From this family, four brothers and their families left for the Americas between 1749 and 1754.
- Six individuals for the family of Johann Jost Stroh (1709-1769), married to Anna Margarita Muller,
- 13 or 14 for Georg Friedrich Stroh (1712-1757), married to Anna Elizabeth Quirin,
- 4 for Michael Stroh (1715-1804), married to Antonia Elisabetha X,
- 1 or 2 for Jost Stroh (1725-1800), wife unknown.
That’s 25 to 30 individuals. The ships on which they reached America can be found on US genealogy sites (for example, for Michael, but I lost the internet link to it, and my subscriptions have expired!).
Zoom sur Georg Friedrich et sa famille
Interesting information about the second brother of these “adventurers.” This is a probing opportunity because there is a nice Stroh & Straw branch in the US to explore!
Georg Friedrich (1712-1757) was baptized in Bischtroff-sur-Saar. He is listed as a Lutheran on US websites. He died in Lebanon, Pennsylvania, US. From memory, this is the original location of the Stroh family in the US. Georg was in debt when he left France in 1750 (there are more details on the US websites). Thirteen or fourteen children were born in Alsace and/or Germany and traveled to the Americas, then four or five were born in the US. He was scalped by an Indian at the age of 55.
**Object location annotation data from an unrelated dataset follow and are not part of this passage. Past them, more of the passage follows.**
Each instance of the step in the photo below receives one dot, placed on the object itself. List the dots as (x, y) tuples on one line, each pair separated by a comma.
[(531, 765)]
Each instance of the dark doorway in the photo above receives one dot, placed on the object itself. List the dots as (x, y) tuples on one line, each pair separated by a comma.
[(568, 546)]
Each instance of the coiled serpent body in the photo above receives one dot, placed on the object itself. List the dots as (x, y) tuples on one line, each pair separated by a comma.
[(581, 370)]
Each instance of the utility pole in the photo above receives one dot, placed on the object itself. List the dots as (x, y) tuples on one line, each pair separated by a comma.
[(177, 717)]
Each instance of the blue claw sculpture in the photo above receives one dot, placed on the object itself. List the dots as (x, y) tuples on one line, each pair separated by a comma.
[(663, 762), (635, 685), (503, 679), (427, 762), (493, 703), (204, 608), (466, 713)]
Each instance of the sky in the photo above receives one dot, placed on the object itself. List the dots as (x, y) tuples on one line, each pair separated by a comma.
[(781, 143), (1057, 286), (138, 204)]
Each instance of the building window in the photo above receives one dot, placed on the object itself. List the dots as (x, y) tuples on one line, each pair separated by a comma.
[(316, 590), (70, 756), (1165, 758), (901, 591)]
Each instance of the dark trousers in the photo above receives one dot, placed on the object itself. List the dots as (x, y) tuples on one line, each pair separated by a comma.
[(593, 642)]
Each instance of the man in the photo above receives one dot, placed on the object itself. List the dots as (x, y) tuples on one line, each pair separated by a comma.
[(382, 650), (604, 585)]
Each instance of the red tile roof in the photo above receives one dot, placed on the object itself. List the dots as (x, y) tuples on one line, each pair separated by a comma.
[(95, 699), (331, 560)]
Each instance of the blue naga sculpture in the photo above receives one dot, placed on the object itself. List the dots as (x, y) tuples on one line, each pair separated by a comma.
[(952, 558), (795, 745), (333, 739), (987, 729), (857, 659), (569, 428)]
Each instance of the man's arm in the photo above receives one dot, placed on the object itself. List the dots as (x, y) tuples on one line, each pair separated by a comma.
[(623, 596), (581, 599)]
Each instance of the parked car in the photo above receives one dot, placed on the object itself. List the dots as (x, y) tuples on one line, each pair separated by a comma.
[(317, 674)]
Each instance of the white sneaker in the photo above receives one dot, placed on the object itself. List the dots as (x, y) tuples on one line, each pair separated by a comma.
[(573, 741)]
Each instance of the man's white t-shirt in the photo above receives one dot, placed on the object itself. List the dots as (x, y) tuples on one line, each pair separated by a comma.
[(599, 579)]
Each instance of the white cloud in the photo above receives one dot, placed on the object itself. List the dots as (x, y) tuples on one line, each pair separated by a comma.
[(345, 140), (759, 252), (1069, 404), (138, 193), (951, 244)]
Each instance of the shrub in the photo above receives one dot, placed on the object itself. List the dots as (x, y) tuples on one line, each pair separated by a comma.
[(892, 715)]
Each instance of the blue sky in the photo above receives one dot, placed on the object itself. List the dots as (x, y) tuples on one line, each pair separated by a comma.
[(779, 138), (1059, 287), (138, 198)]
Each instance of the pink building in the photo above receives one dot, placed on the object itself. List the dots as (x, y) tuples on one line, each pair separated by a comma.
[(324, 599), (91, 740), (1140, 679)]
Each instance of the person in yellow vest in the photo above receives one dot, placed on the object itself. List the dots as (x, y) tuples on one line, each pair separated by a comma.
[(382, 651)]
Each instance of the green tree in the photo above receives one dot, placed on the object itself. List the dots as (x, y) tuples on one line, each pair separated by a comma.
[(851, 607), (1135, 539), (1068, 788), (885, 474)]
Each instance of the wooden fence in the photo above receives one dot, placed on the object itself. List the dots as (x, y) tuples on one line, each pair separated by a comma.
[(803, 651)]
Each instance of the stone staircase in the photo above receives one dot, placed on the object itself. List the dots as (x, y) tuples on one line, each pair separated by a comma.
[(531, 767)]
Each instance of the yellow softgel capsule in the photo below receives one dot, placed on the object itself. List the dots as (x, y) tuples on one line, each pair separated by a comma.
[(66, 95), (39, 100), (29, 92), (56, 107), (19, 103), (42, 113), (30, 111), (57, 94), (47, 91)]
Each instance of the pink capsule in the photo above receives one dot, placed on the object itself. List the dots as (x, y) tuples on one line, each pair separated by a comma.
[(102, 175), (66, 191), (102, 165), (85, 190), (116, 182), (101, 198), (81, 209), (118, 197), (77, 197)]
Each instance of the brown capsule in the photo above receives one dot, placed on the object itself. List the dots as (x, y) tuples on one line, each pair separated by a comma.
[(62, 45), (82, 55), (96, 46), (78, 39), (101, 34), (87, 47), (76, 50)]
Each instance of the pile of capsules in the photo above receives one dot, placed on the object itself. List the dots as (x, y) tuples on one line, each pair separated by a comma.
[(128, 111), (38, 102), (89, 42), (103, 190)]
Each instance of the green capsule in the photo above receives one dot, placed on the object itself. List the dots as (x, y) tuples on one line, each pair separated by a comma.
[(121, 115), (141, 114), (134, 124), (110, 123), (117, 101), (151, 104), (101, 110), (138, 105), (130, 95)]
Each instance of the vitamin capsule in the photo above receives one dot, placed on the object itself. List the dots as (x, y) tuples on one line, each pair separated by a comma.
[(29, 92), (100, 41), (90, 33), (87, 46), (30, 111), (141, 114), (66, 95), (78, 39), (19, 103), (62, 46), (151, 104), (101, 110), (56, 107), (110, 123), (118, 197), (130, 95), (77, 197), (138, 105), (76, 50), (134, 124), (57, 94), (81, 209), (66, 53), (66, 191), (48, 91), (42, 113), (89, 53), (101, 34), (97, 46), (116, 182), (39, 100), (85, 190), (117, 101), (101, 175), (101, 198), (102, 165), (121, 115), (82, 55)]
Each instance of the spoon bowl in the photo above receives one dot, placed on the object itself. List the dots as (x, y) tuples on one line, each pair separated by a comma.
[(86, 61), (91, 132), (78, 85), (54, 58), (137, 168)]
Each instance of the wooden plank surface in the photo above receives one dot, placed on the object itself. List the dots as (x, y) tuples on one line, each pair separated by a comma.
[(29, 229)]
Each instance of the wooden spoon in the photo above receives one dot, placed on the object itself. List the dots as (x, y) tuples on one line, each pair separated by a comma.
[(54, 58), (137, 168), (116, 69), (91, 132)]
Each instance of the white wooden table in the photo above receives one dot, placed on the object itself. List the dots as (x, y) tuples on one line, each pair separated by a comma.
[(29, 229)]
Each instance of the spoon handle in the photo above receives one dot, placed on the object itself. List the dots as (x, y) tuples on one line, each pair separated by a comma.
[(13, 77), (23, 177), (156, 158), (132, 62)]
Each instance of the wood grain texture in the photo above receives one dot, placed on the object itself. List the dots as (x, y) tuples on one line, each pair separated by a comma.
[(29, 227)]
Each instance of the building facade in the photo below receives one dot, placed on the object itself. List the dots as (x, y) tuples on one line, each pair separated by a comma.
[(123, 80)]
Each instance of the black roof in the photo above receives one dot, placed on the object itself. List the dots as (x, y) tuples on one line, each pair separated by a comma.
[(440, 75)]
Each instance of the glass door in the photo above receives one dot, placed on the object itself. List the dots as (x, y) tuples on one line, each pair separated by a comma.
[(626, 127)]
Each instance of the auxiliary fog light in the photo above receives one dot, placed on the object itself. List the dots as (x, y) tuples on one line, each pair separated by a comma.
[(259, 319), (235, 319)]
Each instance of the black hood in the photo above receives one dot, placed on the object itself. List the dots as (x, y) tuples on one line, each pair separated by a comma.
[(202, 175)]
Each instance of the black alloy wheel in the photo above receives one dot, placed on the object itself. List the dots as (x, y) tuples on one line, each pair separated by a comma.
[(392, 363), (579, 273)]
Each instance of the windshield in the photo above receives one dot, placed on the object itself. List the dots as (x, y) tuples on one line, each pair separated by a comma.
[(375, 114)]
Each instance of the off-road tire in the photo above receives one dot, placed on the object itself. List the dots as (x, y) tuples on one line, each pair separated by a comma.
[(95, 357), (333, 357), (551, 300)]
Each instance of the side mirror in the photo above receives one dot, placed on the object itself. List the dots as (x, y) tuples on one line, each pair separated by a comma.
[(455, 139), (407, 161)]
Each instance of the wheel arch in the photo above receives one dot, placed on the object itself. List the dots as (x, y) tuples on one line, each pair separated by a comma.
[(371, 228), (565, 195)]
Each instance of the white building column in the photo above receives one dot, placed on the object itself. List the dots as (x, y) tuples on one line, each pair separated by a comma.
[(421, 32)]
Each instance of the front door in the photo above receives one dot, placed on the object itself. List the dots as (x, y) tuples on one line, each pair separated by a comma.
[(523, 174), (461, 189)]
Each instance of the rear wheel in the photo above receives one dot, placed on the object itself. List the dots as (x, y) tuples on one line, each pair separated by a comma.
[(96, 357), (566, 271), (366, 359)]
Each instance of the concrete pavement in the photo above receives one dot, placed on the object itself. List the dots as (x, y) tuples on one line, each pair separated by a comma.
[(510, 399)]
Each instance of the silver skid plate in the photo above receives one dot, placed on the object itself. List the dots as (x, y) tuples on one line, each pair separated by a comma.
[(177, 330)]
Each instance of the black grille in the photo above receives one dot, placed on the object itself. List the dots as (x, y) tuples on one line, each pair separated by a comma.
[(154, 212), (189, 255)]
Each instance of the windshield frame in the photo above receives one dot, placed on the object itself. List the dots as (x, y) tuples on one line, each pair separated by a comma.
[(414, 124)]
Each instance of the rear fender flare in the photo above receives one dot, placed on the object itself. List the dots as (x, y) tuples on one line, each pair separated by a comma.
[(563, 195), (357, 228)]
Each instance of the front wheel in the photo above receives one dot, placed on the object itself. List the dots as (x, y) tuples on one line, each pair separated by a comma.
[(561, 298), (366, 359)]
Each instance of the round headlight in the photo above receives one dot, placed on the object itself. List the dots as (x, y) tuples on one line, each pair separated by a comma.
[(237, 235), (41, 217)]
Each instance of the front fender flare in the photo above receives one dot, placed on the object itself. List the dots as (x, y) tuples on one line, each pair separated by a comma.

His wife, Anna Elizabeth Quirin (1718–1813), a tough woman, died at the age of 95, with 18 children and still holds the record for the largest family in the Stroh & Co. family tree. One of the sons, Johann Nicholas Straw (1753–1833)—his page ici—was an SAR (Sons of the American Revolution) and as such has a dedicated page in the zoom menu.
VIII – Other branches and ancestors
Reserved for future development.
Initially, the collected material is presented in the form of articles in the blog section. Priority will be given to those containing historical elements beyond purely genealogical aspects.